“Scrape and rebuild” of Columbine High School would follow public process, possible bond issue

Before any proposal to tear down and rebuild Columbine High School moves forward, the Jefferson County community would have to approve of the idea through an informal survey and subsequent public meetings, then likely agree to fund the project through a ballot question.

Jeffco Public Schools spokeswoman Tammy Schiff said the district is starting with a survey on the district’s website to gauge whether the public supports building a new Columbine High School in an effort to thwart the “morbid fascination” with the site of the 1999 massacre. That survey closes Friday.

Polls conducted online aren’t perfect, because anyone in the world can take them and it’s difficult to be sure one person didn’t participate multiple times, but the idea is to inexpensively gauge whether the community wants to proceed with the conversation, she said.

“It’s very exploratory right now,” she said.

If there appears to be interest in replacing the school, public meetings will come next. If comments at the meetings indicate the community wants to move forward, the district could start crafting a ballot question and conduct a more scientific poll to test voter support, Schiff said.

The school board would have to vote by August to put a tax question on the ballot, she said. The district estimates it could ask for $60 million to $70 million in bonds.

It isn’t clear yet if Jeffco Public Schools could reallocate $15 million from the district’s latest bond issue that was supposed to go toward a host of renovations at Columbine, including an addition, new security cameras, more secure doors and updates to the plumbing, lighting and climate control systems.

The building is about 40 years old, but the district determined it was more cost-effective to fix it than to knock it down, Schiff said. But getting rid of a magnet for people obsessed with a violent tragedy that took place 20 years ago might have a value to the community that isn’t as easy to calculate, she said.

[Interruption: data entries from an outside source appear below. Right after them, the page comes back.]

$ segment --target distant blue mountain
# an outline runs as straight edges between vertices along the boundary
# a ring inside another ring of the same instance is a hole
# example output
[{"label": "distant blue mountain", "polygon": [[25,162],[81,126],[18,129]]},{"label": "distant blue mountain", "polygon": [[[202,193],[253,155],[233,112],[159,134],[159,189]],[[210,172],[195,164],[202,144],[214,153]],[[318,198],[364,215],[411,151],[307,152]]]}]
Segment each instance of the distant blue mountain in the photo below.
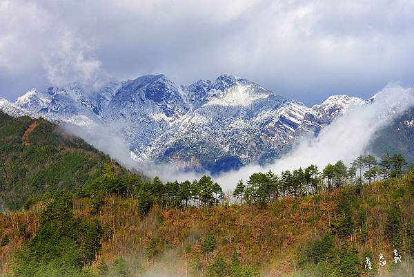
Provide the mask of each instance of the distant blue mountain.
[{"label": "distant blue mountain", "polygon": [[73,83],[31,90],[15,103],[2,101],[0,108],[3,103],[11,114],[86,127],[121,122],[136,160],[213,173],[269,162],[303,133],[316,134],[350,106],[365,104],[334,95],[308,107],[230,75],[189,86],[164,75],[145,75],[93,92]]}]

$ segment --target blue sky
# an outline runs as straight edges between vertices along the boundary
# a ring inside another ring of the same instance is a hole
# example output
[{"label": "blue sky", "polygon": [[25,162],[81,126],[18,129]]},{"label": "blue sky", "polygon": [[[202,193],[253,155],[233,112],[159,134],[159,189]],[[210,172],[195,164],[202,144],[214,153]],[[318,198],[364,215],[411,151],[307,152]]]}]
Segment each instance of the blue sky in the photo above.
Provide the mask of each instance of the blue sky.
[{"label": "blue sky", "polygon": [[0,95],[231,73],[308,105],[414,86],[413,1],[0,0]]}]

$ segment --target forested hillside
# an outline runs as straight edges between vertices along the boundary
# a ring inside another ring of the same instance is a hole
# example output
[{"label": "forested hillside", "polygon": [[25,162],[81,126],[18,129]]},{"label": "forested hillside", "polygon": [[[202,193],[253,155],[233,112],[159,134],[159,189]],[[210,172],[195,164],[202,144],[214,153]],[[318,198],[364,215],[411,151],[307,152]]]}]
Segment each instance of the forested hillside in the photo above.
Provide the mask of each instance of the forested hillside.
[{"label": "forested hillside", "polygon": [[0,111],[0,211],[19,209],[45,192],[77,188],[101,175],[108,156],[43,119]]},{"label": "forested hillside", "polygon": [[[359,157],[354,164],[364,161],[359,164],[365,166],[370,160]],[[310,169],[313,173],[306,175]],[[337,162],[322,173],[314,166],[279,176],[255,173],[239,183],[231,198],[208,176],[163,184],[106,166],[75,194],[45,195],[23,211],[0,216],[0,272],[19,277],[413,276],[414,172],[400,174],[391,165],[381,171],[399,177],[374,180],[365,174],[362,182],[341,169]],[[394,263],[399,256],[401,262]],[[367,258],[372,269],[365,267]]]},{"label": "forested hillside", "polygon": [[401,154],[257,172],[224,191],[206,175],[150,180],[47,121],[0,115],[1,197],[16,210],[0,213],[0,276],[414,276]]}]

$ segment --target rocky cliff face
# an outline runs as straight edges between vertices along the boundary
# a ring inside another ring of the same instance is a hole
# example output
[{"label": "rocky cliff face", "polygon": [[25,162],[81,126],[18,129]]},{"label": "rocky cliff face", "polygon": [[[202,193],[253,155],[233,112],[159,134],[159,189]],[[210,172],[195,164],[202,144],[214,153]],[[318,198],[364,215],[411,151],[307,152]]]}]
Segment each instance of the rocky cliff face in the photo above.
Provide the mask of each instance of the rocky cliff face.
[{"label": "rocky cliff face", "polygon": [[32,89],[15,103],[1,101],[2,109],[14,116],[26,113],[84,126],[121,122],[135,160],[213,173],[269,162],[301,135],[317,134],[352,105],[366,103],[333,95],[308,107],[229,75],[189,86],[164,75],[145,75],[95,92],[74,83]]}]

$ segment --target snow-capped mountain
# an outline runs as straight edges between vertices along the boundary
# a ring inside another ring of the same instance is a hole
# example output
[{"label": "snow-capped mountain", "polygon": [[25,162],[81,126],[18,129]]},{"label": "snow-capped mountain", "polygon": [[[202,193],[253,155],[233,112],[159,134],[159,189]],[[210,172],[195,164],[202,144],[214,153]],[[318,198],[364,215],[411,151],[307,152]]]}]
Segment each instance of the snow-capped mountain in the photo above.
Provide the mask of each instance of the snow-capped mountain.
[{"label": "snow-capped mountain", "polygon": [[36,115],[90,126],[119,123],[133,157],[215,171],[277,157],[295,138],[317,134],[352,105],[365,102],[330,97],[308,107],[230,75],[179,86],[164,75],[110,82],[97,91],[77,83],[32,89],[15,103],[0,99],[14,116]]}]

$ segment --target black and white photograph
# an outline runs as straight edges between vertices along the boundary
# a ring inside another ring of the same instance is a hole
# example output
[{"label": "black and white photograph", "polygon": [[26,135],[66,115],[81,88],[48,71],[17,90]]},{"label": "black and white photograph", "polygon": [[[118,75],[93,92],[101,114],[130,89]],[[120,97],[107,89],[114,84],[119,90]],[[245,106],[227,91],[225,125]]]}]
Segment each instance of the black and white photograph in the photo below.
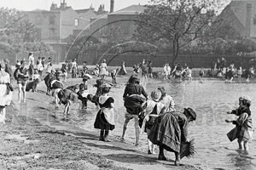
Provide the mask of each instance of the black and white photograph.
[{"label": "black and white photograph", "polygon": [[256,169],[255,0],[0,3],[0,170]]}]

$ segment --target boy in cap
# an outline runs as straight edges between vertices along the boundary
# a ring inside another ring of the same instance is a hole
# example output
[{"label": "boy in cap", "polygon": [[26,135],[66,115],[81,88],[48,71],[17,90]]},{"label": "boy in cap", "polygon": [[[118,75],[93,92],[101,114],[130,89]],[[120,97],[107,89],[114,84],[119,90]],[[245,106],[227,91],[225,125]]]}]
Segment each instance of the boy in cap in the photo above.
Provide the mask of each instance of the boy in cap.
[{"label": "boy in cap", "polygon": [[236,125],[238,128],[237,132],[237,142],[239,149],[242,149],[241,143],[243,142],[243,147],[245,150],[249,150],[248,141],[253,139],[253,123],[251,116],[251,99],[248,96],[241,96],[239,98],[239,107],[236,110],[228,111],[228,114],[235,114],[239,117],[235,120],[225,120],[226,122],[232,122]]},{"label": "boy in cap", "polygon": [[85,89],[84,84],[79,84],[79,90],[77,92],[77,94],[79,96],[78,99],[82,102],[81,109],[87,109],[87,95],[89,94],[89,92],[87,89]]}]

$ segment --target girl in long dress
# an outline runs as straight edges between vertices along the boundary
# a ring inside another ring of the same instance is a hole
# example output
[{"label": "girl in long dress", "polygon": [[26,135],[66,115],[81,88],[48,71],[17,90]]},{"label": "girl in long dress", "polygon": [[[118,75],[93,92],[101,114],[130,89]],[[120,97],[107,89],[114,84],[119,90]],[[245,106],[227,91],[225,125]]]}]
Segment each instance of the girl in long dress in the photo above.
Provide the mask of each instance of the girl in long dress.
[{"label": "girl in long dress", "polygon": [[30,52],[28,54],[28,73],[29,76],[33,80],[32,76],[34,74],[35,70],[35,58],[32,52]]},{"label": "girl in long dress", "polygon": [[107,63],[106,60],[103,60],[102,64],[100,65],[100,73],[99,75],[102,76],[103,79],[105,79],[107,76],[107,71],[108,71],[108,67],[107,67]]},{"label": "girl in long dress", "polygon": [[20,61],[20,66],[17,71],[17,84],[19,87],[18,98],[19,102],[21,102],[21,92],[23,93],[23,102],[26,103],[26,86],[28,81],[28,71],[25,67],[25,60]]},{"label": "girl in long dress", "polygon": [[[160,102],[160,98],[161,92],[159,89],[155,89],[151,93],[151,99],[145,101],[142,105],[142,107],[145,108],[143,111],[144,118],[142,125],[142,133],[146,132],[148,135],[156,117],[166,111],[166,105]],[[148,139],[148,154],[154,154],[154,145],[149,139]]]},{"label": "girl in long dress", "polygon": [[7,83],[10,83],[9,73],[5,72],[5,63],[0,61],[0,122],[5,123],[6,106],[10,105],[12,92],[7,88]]},{"label": "girl in long dress", "polygon": [[94,128],[101,129],[100,140],[109,142],[109,130],[114,129],[114,99],[108,95],[111,86],[108,83],[102,85],[102,95],[98,98],[100,110],[97,113]]},{"label": "girl in long dress", "polygon": [[179,165],[181,145],[189,142],[188,123],[195,119],[196,114],[191,108],[185,108],[183,113],[166,112],[155,119],[148,139],[159,145],[159,160],[167,160],[164,155],[164,150],[166,150],[175,153],[175,165]]}]

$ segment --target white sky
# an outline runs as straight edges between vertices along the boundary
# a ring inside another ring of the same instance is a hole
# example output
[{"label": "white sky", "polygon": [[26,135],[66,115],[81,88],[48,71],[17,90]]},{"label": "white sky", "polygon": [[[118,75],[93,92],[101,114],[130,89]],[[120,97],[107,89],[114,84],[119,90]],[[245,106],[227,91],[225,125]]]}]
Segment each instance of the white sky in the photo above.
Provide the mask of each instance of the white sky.
[{"label": "white sky", "polygon": [[[61,0],[63,2],[63,0]],[[131,5],[148,4],[150,0],[114,0],[113,10],[117,11]],[[16,8],[23,11],[34,9],[49,10],[51,3],[56,3],[60,7],[61,0],[1,0],[0,8]],[[110,0],[65,0],[67,6],[73,9],[89,8],[90,5],[97,10],[101,4],[105,5],[105,10],[110,10]]]}]

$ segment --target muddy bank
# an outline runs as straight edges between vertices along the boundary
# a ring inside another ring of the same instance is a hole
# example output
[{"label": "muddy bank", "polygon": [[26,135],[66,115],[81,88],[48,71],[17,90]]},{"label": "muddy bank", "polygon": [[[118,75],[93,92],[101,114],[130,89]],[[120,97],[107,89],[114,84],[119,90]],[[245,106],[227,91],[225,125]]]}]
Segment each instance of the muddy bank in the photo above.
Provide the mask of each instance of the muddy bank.
[{"label": "muddy bank", "polygon": [[[120,77],[122,84],[112,92],[116,95],[117,110],[123,107],[117,96],[123,92],[126,79]],[[77,81],[80,80],[69,80],[65,86]],[[0,125],[0,169],[201,169],[186,164],[175,167],[172,158],[162,162],[157,160],[157,155],[148,155],[146,135],[139,147],[134,146],[133,122],[125,141],[120,142],[124,109],[118,112],[122,115],[116,117],[119,121],[110,136],[112,142],[100,141],[92,126],[96,110],[93,105],[85,112],[73,105],[73,118],[63,122],[63,106],[55,108],[53,98],[45,95],[44,88],[40,82],[38,93],[27,93],[26,104],[17,104],[15,91],[13,104],[7,108],[6,124]]]}]

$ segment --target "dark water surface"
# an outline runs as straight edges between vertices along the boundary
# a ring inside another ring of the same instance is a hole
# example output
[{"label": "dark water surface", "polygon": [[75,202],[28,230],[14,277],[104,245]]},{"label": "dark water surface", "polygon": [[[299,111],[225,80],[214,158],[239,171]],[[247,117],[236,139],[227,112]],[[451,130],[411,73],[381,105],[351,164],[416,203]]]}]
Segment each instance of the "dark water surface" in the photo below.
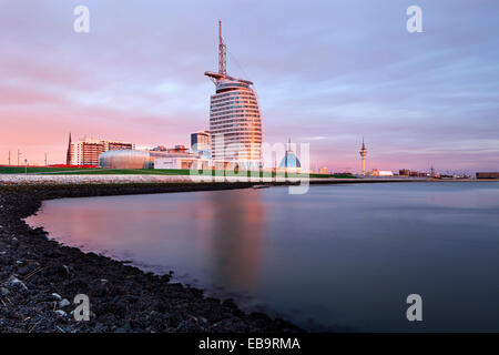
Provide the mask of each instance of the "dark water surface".
[{"label": "dark water surface", "polygon": [[313,329],[499,331],[495,182],[62,199],[28,222]]}]

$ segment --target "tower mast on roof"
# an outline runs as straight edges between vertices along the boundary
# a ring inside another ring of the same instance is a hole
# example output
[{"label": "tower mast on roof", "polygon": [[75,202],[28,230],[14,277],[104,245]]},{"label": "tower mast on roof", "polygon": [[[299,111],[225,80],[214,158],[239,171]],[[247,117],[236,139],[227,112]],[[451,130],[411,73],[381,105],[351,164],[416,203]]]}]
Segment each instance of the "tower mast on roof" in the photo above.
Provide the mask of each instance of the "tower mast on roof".
[{"label": "tower mast on roof", "polygon": [[218,20],[218,74],[223,77],[227,75],[226,50],[224,39],[222,38],[222,21]]}]

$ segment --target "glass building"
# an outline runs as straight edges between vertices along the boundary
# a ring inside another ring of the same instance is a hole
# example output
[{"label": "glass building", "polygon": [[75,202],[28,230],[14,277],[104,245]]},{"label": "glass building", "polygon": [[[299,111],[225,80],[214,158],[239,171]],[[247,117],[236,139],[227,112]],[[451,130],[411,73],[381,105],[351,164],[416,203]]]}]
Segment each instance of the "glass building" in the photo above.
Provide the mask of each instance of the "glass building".
[{"label": "glass building", "polygon": [[253,82],[227,75],[222,23],[218,37],[218,72],[205,72],[216,88],[211,97],[212,159],[247,169],[262,166],[262,118]]}]

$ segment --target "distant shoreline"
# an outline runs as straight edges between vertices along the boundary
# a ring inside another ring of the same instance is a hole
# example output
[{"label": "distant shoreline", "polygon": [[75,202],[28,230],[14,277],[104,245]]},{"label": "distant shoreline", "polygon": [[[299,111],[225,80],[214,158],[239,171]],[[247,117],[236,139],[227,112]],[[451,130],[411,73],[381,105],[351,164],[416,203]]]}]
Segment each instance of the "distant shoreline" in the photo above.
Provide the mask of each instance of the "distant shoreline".
[{"label": "distant shoreline", "polygon": [[0,174],[1,185],[60,185],[60,184],[339,184],[339,183],[387,183],[387,182],[483,182],[499,181],[493,179],[427,179],[427,178],[241,178],[235,176],[191,176],[191,175],[155,175],[155,174]]}]

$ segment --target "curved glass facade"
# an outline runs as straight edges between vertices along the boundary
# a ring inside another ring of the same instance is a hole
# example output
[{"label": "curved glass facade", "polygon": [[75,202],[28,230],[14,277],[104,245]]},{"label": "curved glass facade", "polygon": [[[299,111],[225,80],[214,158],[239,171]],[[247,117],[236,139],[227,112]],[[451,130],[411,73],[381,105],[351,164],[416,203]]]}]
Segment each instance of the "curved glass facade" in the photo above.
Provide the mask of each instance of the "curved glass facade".
[{"label": "curved glass facade", "polygon": [[145,151],[109,151],[99,155],[99,165],[105,169],[153,169],[151,154]]},{"label": "curved glass facade", "polygon": [[216,83],[216,94],[211,97],[210,132],[213,160],[237,159],[240,163],[259,166],[262,119],[251,82],[231,78]]}]

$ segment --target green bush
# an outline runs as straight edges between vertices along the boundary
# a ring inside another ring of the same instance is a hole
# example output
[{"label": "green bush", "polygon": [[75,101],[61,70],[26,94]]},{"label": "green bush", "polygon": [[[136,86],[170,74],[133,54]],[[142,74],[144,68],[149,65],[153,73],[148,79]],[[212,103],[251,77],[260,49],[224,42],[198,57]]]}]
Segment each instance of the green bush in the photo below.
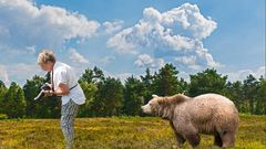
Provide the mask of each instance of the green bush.
[{"label": "green bush", "polygon": [[8,119],[8,115],[6,115],[6,114],[0,114],[0,120],[2,120],[2,119]]}]

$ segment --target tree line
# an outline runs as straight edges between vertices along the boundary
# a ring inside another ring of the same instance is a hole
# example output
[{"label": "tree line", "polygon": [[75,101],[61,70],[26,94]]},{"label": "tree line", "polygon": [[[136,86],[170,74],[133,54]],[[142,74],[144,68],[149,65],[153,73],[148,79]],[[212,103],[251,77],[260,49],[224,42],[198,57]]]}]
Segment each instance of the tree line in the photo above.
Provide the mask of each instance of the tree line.
[{"label": "tree line", "polygon": [[[190,82],[177,76],[173,64],[165,64],[155,73],[146,68],[140,77],[133,75],[124,83],[119,78],[104,76],[99,67],[84,71],[79,79],[86,102],[80,107],[78,117],[144,116],[141,106],[152,94],[170,96],[184,93],[194,97],[204,93],[217,93],[232,99],[239,113],[266,115],[266,79],[252,74],[243,82],[229,82],[227,76],[207,68],[190,75]],[[33,100],[41,85],[50,82],[50,75],[33,76],[23,87],[12,82],[9,87],[0,81],[0,119],[2,118],[58,118],[60,97],[43,97]]]}]

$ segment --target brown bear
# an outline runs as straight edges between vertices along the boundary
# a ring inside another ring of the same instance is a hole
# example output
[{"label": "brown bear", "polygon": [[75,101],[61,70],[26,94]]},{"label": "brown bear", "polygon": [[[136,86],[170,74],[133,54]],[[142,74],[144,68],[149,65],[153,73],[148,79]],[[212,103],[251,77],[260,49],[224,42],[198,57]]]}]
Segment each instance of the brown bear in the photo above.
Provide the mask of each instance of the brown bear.
[{"label": "brown bear", "polygon": [[177,147],[186,140],[196,147],[200,134],[213,135],[214,145],[233,147],[239,118],[232,100],[217,94],[188,97],[183,94],[153,98],[144,106],[143,113],[168,119],[174,130]]}]

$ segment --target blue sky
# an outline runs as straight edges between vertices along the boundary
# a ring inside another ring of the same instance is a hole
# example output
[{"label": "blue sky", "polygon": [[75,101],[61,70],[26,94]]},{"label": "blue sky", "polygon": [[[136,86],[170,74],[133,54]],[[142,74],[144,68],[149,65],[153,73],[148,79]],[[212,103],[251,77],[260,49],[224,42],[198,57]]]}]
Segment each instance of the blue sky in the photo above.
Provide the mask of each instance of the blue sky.
[{"label": "blue sky", "polygon": [[140,76],[173,63],[231,81],[265,75],[264,0],[0,0],[0,79],[23,85],[47,47],[80,75]]}]

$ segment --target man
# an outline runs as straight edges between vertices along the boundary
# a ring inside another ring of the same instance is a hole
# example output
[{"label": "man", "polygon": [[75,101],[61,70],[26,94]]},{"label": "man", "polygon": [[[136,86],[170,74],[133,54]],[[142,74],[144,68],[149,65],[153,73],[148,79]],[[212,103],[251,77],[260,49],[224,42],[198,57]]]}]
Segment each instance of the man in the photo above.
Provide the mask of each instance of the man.
[{"label": "man", "polygon": [[84,93],[72,67],[58,62],[51,51],[43,50],[38,56],[38,64],[51,75],[50,87],[52,89],[45,91],[44,94],[61,96],[61,129],[66,149],[71,149],[74,142],[74,118],[79,106],[85,103]]}]

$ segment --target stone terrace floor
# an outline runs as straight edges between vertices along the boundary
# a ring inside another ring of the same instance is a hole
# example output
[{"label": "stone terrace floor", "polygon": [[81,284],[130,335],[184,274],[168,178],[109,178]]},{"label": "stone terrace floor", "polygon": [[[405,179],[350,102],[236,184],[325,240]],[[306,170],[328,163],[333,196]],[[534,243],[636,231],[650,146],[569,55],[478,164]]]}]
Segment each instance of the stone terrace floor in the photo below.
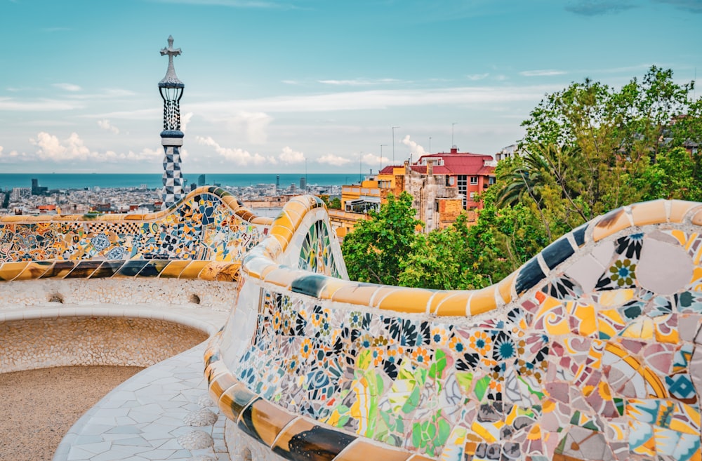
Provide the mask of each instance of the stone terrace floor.
[{"label": "stone terrace floor", "polygon": [[[167,306],[62,306],[0,313],[0,321],[75,315],[139,316],[197,326],[209,334],[228,312]],[[54,461],[225,461],[225,417],[208,394],[202,356],[206,342],[137,373],[112,389],[69,430]]]}]

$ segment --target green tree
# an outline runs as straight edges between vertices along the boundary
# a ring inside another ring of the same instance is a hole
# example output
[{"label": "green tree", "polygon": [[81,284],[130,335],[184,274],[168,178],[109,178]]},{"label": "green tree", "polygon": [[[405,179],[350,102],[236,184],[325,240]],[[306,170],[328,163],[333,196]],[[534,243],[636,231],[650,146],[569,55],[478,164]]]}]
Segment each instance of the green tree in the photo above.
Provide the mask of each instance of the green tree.
[{"label": "green tree", "polygon": [[389,195],[378,212],[356,223],[344,238],[342,251],[352,280],[397,285],[403,258],[424,236],[416,232],[423,225],[416,218],[412,196],[402,192]]}]

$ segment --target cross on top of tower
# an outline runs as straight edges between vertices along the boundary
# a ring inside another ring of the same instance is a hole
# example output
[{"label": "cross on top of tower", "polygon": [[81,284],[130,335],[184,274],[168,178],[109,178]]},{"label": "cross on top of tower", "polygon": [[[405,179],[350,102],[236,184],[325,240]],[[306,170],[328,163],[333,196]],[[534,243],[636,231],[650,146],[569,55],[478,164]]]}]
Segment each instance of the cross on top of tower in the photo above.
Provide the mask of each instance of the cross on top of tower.
[{"label": "cross on top of tower", "polygon": [[183,88],[185,86],[178,76],[176,75],[176,68],[173,67],[173,56],[178,56],[182,53],[180,48],[173,48],[173,37],[168,36],[168,46],[161,50],[161,55],[168,55],[168,69],[166,71],[166,76],[159,82],[159,86],[166,88]]}]

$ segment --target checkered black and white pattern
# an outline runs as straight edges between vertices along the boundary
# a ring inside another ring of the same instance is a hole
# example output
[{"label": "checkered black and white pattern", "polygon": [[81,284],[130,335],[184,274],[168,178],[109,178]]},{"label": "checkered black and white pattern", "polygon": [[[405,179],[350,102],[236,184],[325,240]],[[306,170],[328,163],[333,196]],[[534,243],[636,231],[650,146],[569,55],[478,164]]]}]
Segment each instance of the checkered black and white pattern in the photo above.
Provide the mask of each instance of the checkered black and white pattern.
[{"label": "checkered black and white pattern", "polygon": [[164,146],[164,188],[161,196],[161,209],[166,209],[183,200],[183,175],[180,172],[180,149],[177,146]]}]

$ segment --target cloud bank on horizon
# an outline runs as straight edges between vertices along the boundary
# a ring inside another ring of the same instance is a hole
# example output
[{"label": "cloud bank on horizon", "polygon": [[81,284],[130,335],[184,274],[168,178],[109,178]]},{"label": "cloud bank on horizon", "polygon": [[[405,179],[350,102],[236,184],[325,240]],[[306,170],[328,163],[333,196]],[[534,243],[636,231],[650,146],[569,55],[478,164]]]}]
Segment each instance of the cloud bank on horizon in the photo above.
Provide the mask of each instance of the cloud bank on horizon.
[{"label": "cloud bank on horizon", "polygon": [[571,82],[702,69],[698,0],[39,0],[3,13],[4,173],[160,173],[169,34],[191,173],[352,173],[452,142],[494,154]]}]

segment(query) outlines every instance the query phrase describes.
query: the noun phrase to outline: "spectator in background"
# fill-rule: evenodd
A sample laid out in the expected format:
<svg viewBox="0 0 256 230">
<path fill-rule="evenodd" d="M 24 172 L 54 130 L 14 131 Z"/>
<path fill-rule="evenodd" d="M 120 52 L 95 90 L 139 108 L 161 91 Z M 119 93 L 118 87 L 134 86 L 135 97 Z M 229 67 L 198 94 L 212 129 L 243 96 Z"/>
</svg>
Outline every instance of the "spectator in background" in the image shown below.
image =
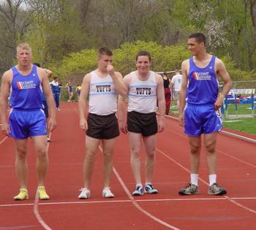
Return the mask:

“Before we go down that path (of renovating the school), because we’re on the runway for that, let’s find out how the community feels about ‘scrape and rebuild,’ ” she said.

There’s no consensus on whether it’s better to raze the site of a mass tragedy or reopen it.

The Newtown Public School District in Connecticut demolished Sandy Hook Elementary School, and reopened another school with the same name on a different site following the 2012 shooting.  Marjory Stoneman Douglas High School in Parkland, Fla., remains open following the 2018 shooting.

An Aurora theater where moviegoers were shot in 2012 reopened quickly after a renovation. The Pulse night club in Orlando, Fla., remains closed three years after it was attacked, and debate goes on about whether it should become a memorial.

And officials at STEM School Highlands Ranch haven’t released any information about how they will decide what to do with the building following a shooting that killed one and injured eight in May.

Jeffco Public Schools initially took a middle approach, initially closing Columbine and eventually tearing out the library where most of the killings took place, while leaving the rest of the school open.

But last week, Superintendent Jason Glass floated the idea of demolishing the building and erecting a new high school on the same property. Glass said the school remained an attraction for people with a troubling interest in the shootings, including Sol Pais, the Florida woman who set off a massive manhunt this spring before she was found dead of a self-inflicted gunshot wound.

Informal discussion with teachers and people in the community suggests Jeffco should keep the name and symbols of the school, Schiff said. Experts they consulted with believe people obsessed with the shooting won’t be likely to seek out a new Columbine High School, she said.

“It’s the structure and some of the history in the structure that’s an attraction,” she said.